Júnior Gurgel

Jornalista político, memorialista e Ghost writer. Ex- diretor de Jornais e Emissoras de Rádio na Paraíba, com atuações no Radiojornalismo.

TEMENDO PROVÁVEL DELAÇÃO DE DANIEL VORCARO HUGO MOTTA PROCURA BLINDAGEM

Publicado em 17 de março de 2026

Quem está seguro e fora do alcance de ser atingido por uma provável delação do banqueiro Daniel Vorcaro? O escândalo do Banco Master, analisado diariamente sob os mais diversos aspectos – pela veterana crônica política do Planalto Central – indica que seus desdobramentos culminarão numa catástrofe de proporções imprevisíveis. Traz consequências danosas aos três poderes da República, ora totalmente divididos: STF, Polícia Federal; Palácio do Planalto (governo) e Congresso Nacional.

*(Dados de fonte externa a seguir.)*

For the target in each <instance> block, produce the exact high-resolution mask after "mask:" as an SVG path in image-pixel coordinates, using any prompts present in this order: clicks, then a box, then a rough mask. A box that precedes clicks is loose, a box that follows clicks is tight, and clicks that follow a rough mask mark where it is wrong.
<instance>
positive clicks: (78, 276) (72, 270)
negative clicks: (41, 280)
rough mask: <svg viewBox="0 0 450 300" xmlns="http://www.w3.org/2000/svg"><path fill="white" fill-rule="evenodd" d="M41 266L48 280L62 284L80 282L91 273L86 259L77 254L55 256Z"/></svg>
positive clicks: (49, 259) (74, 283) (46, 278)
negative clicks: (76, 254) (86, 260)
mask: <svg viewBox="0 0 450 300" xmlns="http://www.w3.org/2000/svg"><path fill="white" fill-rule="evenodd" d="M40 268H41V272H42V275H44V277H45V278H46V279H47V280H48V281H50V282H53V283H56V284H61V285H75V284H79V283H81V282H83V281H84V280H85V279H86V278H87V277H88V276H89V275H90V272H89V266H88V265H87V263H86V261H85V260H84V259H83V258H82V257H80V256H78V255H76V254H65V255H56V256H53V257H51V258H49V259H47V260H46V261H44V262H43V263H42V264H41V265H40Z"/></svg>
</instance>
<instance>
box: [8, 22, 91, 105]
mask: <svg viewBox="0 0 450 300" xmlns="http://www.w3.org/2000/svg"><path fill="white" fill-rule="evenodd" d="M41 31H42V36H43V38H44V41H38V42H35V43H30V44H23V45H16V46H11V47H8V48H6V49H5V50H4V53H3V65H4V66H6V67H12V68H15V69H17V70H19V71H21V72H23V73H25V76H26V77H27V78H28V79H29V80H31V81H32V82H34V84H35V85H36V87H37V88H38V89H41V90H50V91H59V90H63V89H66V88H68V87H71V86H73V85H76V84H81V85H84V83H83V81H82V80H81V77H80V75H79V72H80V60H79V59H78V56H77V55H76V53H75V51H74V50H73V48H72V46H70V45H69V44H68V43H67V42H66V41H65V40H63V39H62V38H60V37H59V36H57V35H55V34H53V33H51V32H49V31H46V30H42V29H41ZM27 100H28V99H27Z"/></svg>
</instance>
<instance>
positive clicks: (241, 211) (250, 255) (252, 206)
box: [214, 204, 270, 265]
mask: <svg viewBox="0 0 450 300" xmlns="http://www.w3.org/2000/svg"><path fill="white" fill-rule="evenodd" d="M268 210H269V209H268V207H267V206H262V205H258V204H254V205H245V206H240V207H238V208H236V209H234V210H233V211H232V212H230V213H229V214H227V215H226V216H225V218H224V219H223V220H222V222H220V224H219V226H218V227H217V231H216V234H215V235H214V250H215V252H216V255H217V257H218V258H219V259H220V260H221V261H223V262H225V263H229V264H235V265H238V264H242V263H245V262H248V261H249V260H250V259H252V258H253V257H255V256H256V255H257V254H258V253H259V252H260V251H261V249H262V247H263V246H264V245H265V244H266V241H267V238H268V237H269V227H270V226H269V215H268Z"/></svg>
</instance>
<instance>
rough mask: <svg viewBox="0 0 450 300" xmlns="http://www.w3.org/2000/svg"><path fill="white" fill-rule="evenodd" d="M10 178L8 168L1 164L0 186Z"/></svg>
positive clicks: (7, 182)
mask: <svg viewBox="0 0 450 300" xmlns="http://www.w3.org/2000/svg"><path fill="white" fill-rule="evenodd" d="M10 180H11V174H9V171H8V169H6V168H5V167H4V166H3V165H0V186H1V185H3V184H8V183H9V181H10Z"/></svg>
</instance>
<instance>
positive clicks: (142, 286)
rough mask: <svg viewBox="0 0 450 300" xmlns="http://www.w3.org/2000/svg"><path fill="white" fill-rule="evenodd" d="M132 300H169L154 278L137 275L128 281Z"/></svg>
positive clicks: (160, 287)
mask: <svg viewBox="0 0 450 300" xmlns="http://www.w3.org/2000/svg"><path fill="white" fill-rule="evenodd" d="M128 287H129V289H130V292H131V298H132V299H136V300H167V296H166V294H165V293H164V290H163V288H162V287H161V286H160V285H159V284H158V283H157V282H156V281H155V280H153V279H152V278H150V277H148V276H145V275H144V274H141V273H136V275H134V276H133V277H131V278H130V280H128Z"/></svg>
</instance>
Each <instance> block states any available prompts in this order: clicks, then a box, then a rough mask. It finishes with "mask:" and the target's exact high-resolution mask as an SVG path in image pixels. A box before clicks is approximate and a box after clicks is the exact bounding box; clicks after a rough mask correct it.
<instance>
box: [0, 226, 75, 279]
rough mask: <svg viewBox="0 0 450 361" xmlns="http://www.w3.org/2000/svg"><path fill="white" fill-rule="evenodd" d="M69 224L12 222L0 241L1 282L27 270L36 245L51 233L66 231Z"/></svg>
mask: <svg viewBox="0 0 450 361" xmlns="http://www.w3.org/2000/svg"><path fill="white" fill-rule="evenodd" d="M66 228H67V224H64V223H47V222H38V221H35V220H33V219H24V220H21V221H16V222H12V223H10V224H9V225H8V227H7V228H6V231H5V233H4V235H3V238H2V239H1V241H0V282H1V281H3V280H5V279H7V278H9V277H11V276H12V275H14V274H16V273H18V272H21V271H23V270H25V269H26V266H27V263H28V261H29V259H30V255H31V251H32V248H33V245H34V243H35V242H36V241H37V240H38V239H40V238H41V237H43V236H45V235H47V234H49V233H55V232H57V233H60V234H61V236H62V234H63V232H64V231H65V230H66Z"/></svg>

O roteiro ainda não conhecido e nem divulgado pela grande mídia vem deixando a maioria do parlamento em polvorosa. Tensão semelhante a CPI do Mensalão (2005). Os que estavam acima de qualquer suspeita temiam ser citados ou envolvidos como testemunhas. Aliás, o momento é pior que em 2005. Estamos em pleno ano eleitoral e as campanhas já nas ruas. Reeleição de Lula, eleições para os governos dos Estados, renovação de mandatos para o Congresso Nacional (deputados federais e senadores)

O jornalista Caio Junqueira (CNN Brasil) divulgou ontem à noite (16/06/2026) encontro reservado, sábado (14/03/2026), em área fechada de um restaurante em Brasília, onde cochichavam o ex-ministro Luís Roberto Barroso, Alexandre de Moraes, Andrei Rodrigues (Diretor Geral da PF) e o presidente da Câmara dos Deputados Hugo Motta. Temos a absoluta certeza que não discutiam as probabilidades do filme “O Agente Secreto” ganhar um Oscar, ou se Carlo Ancelotti convocaria Neymar para os últimos amistosos da Seleção Brasileira, antes da Copa do Mundo.

Ainda tem quem acredite numa operação da PF na Prefeitura de Patos? Algo tão improvável quanto a instalação da CPI do Banco Master na Câmara dos Deputados, presidida por Hugo Motta. A mídia profissional, no árduo trabalho de recuperar sua credibilidade – não suportando mais respirar o odor desagradável que exalava da sujeira acumulada debaixo do tapete dos três poderes – começa a cobrar uma faxina geral.

Quem sujou que limpe. Globo, Band, SBT, Record, estão gradualmente recuperando prestígio e audiência. Canais de assinantes, como Globo News e CNN, na mesma linha, reproduzem matéria dos Jornais O Globo, Estadão, Folha e Revista Veja.

Os poucos jornalistas partidários acreditam numa “delação seletiva”. Vorcaro fará uma escolha para salvar o STF e o Palácio do Planalto. Entregará a “raia miúda” e presidentes de legendas, que não disputarão eleições. Este tipo de comentário nos causa perplexidade. Uma “delação premiada” só será aceita e homologada se trouxer em seu bojo elementos que ainda não constam no inquérito e que são desconhecidos pelos investigadores. Mesmo assim, com provas robustas que testifiquem sua veracidade. Recibos, comprovantes de depósitos ou transferências bancárias, contratos de gaveta e gravações periciadas. As mensagens amplamente divulgadas, que estavam armazenadas num dos quatros telefones de Daniel Vorcaro já constam no inquérito como provas irrefutáveis. Correndo contra o tempo, seu advogado aconselha a delação antes da perícia dos outros três telefones. Diminui, inclusive, o risco de ser “suicidado”.